Aparece com o nome babilônico em Nechemiá 6:15: "a muralha ficou pronta em 25 de Elul, em 52 dias" — Jerusalém reconstruída às vésperas do ano novo. É o décimo segundo e último mês do calendário hebraico atual, mas o sexto da contagem bíblica. Tem sempre 29 dias: o ano judaico termina sempre em 29 de Elul, na véspera de Rosh haShaná.
É o mês da preparação — o mês que existe para o mês seguinte.

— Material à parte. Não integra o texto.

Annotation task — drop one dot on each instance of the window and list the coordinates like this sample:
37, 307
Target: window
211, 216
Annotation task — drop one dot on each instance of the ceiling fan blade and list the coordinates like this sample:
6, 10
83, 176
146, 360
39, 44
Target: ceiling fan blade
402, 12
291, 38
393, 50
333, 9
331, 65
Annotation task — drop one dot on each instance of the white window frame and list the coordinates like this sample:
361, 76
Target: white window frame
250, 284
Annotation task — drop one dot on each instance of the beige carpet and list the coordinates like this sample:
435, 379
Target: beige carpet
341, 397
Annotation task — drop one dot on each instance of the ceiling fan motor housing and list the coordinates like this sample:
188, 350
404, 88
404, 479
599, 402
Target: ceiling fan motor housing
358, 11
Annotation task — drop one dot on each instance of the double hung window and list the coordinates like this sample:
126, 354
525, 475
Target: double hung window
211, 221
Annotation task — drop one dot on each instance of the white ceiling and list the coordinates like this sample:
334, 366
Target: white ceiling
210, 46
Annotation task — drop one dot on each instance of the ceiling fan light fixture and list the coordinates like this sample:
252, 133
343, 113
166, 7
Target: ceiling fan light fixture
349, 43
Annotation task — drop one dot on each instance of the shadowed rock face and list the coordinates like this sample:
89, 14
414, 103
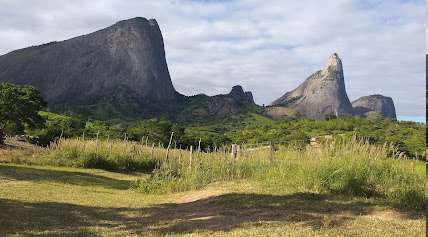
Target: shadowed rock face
375, 103
323, 93
126, 58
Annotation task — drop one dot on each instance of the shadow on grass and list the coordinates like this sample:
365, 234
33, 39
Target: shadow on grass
219, 213
65, 177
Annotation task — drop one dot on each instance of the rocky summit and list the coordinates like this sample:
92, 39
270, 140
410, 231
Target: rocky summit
324, 93
120, 69
320, 94
121, 72
374, 103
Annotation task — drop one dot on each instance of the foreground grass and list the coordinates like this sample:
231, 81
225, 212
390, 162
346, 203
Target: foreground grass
53, 201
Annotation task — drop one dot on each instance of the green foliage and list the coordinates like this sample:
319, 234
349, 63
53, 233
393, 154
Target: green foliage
55, 125
19, 107
158, 130
114, 156
347, 167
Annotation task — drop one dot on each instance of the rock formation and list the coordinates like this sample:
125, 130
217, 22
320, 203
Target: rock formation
380, 104
124, 63
220, 105
323, 93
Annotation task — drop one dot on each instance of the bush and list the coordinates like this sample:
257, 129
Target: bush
75, 153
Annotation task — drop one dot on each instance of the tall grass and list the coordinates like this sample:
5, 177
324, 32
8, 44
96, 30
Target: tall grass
349, 167
110, 155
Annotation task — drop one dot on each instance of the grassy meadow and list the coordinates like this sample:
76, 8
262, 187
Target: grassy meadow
103, 187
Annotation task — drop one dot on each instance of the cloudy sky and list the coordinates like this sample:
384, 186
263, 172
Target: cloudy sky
267, 46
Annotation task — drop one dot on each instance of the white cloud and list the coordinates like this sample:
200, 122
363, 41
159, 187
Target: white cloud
267, 47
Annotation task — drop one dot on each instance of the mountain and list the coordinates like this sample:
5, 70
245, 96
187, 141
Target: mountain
321, 94
236, 101
375, 103
117, 71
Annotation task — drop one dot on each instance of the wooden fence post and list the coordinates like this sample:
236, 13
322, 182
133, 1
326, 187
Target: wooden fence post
96, 143
271, 151
190, 158
169, 145
153, 150
83, 141
234, 151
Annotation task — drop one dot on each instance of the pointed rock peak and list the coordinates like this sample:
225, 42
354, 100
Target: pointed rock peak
333, 70
137, 21
153, 22
334, 62
237, 90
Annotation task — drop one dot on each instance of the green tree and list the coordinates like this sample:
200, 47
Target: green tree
19, 107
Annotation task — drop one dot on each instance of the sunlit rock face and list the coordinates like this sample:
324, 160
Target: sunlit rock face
380, 104
321, 94
124, 62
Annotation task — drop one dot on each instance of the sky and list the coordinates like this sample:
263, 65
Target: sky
268, 47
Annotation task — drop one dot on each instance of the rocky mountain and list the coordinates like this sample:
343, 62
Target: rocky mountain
320, 94
201, 105
374, 103
119, 70
324, 93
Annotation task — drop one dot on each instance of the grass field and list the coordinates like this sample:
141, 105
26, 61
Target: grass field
42, 200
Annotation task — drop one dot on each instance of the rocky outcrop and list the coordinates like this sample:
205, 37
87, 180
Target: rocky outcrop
322, 94
380, 104
236, 101
280, 113
127, 58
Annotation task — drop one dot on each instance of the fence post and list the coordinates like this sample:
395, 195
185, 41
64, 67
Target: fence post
234, 151
271, 151
96, 143
83, 141
169, 145
190, 158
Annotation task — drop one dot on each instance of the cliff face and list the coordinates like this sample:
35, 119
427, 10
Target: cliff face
219, 105
375, 103
321, 94
127, 58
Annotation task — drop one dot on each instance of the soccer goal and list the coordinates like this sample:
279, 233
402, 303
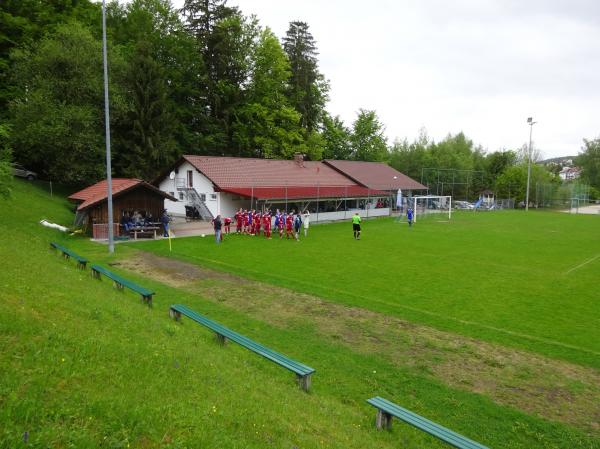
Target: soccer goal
432, 206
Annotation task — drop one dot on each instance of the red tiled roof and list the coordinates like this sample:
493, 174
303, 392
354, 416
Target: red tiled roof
271, 193
98, 192
375, 175
230, 172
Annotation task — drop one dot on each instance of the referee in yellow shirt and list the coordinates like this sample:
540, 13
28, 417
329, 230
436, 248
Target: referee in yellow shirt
356, 225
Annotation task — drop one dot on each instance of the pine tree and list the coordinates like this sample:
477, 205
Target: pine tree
308, 88
224, 38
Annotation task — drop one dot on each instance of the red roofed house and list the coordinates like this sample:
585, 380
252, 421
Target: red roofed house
212, 185
129, 195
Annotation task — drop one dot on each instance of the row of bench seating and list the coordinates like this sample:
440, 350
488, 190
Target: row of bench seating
385, 409
118, 281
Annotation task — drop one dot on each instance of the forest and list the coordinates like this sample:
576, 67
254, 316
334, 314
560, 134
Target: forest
206, 79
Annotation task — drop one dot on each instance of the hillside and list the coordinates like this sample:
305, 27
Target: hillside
83, 365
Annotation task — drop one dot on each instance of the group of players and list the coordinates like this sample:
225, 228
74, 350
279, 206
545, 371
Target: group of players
253, 222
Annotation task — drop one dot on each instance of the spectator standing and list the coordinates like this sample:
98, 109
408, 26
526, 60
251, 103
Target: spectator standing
217, 225
306, 222
165, 219
356, 225
297, 224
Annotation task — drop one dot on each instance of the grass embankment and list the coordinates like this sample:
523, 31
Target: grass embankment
505, 277
83, 365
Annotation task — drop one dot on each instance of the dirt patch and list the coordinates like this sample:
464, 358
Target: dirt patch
550, 388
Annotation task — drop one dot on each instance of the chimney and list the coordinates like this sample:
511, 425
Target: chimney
299, 159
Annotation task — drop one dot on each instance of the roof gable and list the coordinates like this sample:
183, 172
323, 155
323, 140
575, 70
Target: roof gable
98, 192
229, 172
375, 175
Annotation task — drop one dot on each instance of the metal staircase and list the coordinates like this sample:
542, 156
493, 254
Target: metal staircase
196, 202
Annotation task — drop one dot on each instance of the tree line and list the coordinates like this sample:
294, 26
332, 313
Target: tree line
206, 79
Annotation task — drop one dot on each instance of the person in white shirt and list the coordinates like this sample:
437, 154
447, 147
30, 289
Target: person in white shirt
306, 222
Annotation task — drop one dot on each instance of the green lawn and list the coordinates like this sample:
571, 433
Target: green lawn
504, 276
83, 365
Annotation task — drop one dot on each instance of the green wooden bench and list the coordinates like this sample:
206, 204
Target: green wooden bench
223, 334
121, 282
67, 253
386, 410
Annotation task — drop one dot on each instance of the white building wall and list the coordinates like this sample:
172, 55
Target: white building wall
200, 183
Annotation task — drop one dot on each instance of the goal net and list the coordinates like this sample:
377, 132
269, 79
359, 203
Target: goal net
432, 206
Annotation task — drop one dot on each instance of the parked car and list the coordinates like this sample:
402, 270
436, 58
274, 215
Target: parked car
22, 172
465, 205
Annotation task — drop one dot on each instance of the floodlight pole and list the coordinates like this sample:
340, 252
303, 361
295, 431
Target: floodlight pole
111, 243
531, 123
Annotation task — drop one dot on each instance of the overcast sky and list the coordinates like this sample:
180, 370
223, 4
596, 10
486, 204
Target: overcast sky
477, 66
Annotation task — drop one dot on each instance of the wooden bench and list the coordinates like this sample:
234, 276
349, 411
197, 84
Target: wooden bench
67, 253
223, 334
121, 282
386, 410
144, 230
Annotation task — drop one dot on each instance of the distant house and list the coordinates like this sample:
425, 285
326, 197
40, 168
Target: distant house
209, 185
569, 173
129, 195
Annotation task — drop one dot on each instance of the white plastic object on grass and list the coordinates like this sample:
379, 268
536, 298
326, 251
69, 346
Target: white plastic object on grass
53, 225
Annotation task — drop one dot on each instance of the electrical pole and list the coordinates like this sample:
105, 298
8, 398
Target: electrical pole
111, 243
531, 123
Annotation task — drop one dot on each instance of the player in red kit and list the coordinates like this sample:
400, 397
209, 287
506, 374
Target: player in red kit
227, 224
289, 221
238, 221
257, 220
267, 224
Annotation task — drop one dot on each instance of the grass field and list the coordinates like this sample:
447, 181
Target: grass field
505, 277
83, 365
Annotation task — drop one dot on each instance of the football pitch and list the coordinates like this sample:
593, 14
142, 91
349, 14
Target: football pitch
528, 281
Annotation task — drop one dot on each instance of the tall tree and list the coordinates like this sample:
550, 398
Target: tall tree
337, 138
224, 38
589, 161
162, 77
308, 88
367, 139
24, 22
6, 174
266, 124
59, 116
150, 132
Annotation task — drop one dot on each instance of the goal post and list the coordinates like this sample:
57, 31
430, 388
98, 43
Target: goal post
427, 205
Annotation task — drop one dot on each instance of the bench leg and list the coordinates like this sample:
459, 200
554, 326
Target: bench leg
303, 381
383, 420
221, 339
147, 300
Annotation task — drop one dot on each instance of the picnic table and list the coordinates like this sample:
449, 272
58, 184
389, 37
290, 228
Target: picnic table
149, 229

Sem festa, sem jejum, sem símbolo, Elul é o trabalho interior: o shofar tocado ao fim da oração da manhã em todos os dias de semana (Maimônides explica: "acordai, adormecidos, do vosso sono" — o shofar de Elul é o despertador, o de Rosh haShaná, o alarme); o Salmo 27 duas vezes ao dia; as Selichót, as súplicas de perdão ditas de madrugada — o mês inteiro entre os sefaradim, a partir do sábado anterior a Rosh haShaná entre os ashkenazim, num serviço noturno que muitas comunidades liberais transformaram num dos momentos mais bonitos do ano. É costume pedir perdão às pessoas, visitar túmulos e mandar votos de shaná tová. A tradição leu o nome do mês como acróstico de Aní leDodí veDodí li, "eu sou do meu amado e o meu amado é meu" (Shir haShirím 6:3): a teshuvá não como tribunal, mas como reencontro. É o que o judaísmo liberal chama de cheshbón hanéfesh, o balanço da alma, feito devagar, para chegar a Tishrei com a conta feita.
Em Israel, o fim do verão: ainda quente e seco, mas as noites já refrescam e o ano agrícola está por virar. No Brasil, cai entre agosto e setembro, fim do inverno com a primavera à porta. Nos dois hemisférios, Elul é um mês de véspera.
Elul não é citado na Torá, apenas em outros livros do Tanach.